Between March 1 and 11, all suspected cases with a history of travel to the four northern Italian provinces were analyzed, and after March 11, all suspected cases with a history of travel to Italy were analyzed. The sequencing effort was incorporated into the gradual response to the outbreak which evolved from the initial testing of symptomatic travellers, including testing of symptomatic contacts (phase 1), followed by the inclusion of routine testing of hospitalized patients with severe respiratory infections (phase 2), up to the inclusion of healthcare workers with a low-threshold case definition and tests to define the scope of suspect groups (phase 3).

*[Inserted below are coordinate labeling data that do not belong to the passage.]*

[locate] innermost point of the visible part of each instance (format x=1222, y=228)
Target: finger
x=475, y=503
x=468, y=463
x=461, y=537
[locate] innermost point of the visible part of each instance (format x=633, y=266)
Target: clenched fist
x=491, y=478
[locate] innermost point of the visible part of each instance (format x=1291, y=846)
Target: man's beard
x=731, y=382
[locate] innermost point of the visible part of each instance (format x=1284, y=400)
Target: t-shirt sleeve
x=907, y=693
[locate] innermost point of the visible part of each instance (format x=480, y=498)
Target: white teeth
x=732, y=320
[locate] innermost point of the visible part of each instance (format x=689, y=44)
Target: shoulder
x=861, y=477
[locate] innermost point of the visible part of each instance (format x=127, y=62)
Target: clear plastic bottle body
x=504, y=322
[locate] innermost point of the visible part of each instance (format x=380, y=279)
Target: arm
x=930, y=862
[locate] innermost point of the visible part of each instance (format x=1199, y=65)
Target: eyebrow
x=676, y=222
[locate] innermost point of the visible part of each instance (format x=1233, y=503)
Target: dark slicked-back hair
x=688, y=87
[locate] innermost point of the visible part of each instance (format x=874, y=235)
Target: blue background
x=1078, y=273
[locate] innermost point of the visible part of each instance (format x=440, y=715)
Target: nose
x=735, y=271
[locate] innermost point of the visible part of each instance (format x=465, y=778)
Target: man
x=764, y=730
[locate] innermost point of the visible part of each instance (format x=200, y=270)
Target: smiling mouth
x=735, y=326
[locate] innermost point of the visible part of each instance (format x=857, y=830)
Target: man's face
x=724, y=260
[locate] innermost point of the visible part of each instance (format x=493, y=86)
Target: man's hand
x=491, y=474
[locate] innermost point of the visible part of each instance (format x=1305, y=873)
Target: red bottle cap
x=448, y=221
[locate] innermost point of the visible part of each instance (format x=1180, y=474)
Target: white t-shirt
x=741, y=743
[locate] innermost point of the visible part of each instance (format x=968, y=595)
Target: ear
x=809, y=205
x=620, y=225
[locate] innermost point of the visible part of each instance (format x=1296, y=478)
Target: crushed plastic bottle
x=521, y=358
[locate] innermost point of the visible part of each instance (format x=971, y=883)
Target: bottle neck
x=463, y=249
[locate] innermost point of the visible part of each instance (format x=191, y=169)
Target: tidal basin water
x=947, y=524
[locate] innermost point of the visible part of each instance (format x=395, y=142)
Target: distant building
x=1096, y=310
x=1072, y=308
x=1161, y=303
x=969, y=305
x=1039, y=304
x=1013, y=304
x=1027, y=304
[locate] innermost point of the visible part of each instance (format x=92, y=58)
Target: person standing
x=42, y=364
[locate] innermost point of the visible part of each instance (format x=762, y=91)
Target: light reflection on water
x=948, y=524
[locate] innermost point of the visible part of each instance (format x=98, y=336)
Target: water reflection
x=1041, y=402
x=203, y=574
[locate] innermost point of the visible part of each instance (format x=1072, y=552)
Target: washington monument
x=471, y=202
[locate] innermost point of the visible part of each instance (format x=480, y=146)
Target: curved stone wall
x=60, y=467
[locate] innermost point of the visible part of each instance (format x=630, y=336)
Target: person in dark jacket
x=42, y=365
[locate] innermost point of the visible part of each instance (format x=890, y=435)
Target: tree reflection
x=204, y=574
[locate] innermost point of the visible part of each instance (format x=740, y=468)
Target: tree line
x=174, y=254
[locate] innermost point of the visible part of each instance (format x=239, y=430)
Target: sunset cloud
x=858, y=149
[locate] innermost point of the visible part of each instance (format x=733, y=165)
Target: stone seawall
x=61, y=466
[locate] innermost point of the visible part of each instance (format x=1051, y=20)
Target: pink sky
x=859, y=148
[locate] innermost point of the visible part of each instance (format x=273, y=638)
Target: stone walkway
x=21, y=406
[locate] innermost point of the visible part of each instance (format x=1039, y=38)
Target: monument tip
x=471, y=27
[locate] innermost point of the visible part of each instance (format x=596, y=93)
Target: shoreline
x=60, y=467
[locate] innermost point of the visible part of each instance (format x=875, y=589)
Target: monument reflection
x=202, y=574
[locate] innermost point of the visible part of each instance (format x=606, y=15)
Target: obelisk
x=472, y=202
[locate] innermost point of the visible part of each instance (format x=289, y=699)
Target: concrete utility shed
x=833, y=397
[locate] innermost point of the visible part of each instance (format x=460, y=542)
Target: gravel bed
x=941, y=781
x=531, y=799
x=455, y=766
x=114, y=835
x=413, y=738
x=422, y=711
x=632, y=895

Depending on the phase and clinical severity, initial contact with patients was established through public health doctors or nurses from the municipal health service (for cases related to travel, case contacts (hospitalized) and patients belonging to risk groups ). The different phases of this study were based on the observations described in this manuscript. Ethical approval was not required for this study as only anonymous aggregated data was used and no human medical interventions were performed.

  • Contact tracing

On January 29, COVID-19 was classified as a notifiable disease in group A in the Netherlands, and doctors and laboratories had to report any suspected and confirmed cases by phone to the Dutch public health services (PHS). Upon notification, PHS initiates source identification and contact tracing and conducts risk assessments.

In the early phase of the outbreak (containment), the PHS tracked and informed all contacts of high- and low-risk cases with the goal of stopping further transmission. Epidemiological information such as demographic data, symptoms, symptom onset date, travel history, contact details, suspected source, underlying disease, and occupation was recorded for each case. People were asked to report their travel history for the past 14 days, including possible trips to multiple countries.

Due to the magnitude of the COVID-19 outbreak, this quickly became impractical in severely affected regions, and the strategy shifted to only recording data on confirmed cases and informing their high-risk contacts (phase 2) with a continuous active search for cases in fewer affected regions. The PHS informed the Netherlands National Public Health Authority (RIVM) of all laboratory-confirmed cases. There a national registry of cases was kept in which a contact matrix of the first 250 cases was kept.

  • Selection of samples

In the first phase, all samples were selected for sequencing, reflecting cases associated with travel and their contacts. In the second phase, priority was given to patients identified through improved case finding by testing hospitalized patients with severe acute respiratory infections and continuous sequencing of new incursions. In the third phase, the epidemic began to expand exponentially and sequencing was carried out to continue monitoring the evolution of the outbreak. According to the national testing policy, a substantial proportion of the newly sequenced cases were healthcare workers (20%).

  • SARS-CoV-2 diagnosis

Clinical samples were collected and phocine distemper virus was added as an internal nucleic acid extraction control (NA) to the supernatant. Clinical samples included oropharyngeal and nasopharyngeal swabs, bronchoalveolar lavage, and sputum. Total NA was extracted from the supernatant using Roche MagNA Pure systems. NA was screened for the presence of SARS-CoV-2 using real-time single-complex reverse-transcription PCR for the phocine distemper virus, for the SARS-CoV-2 RdRp gene, and for the SARS E gene. -CoV-2 as described by Corman et al.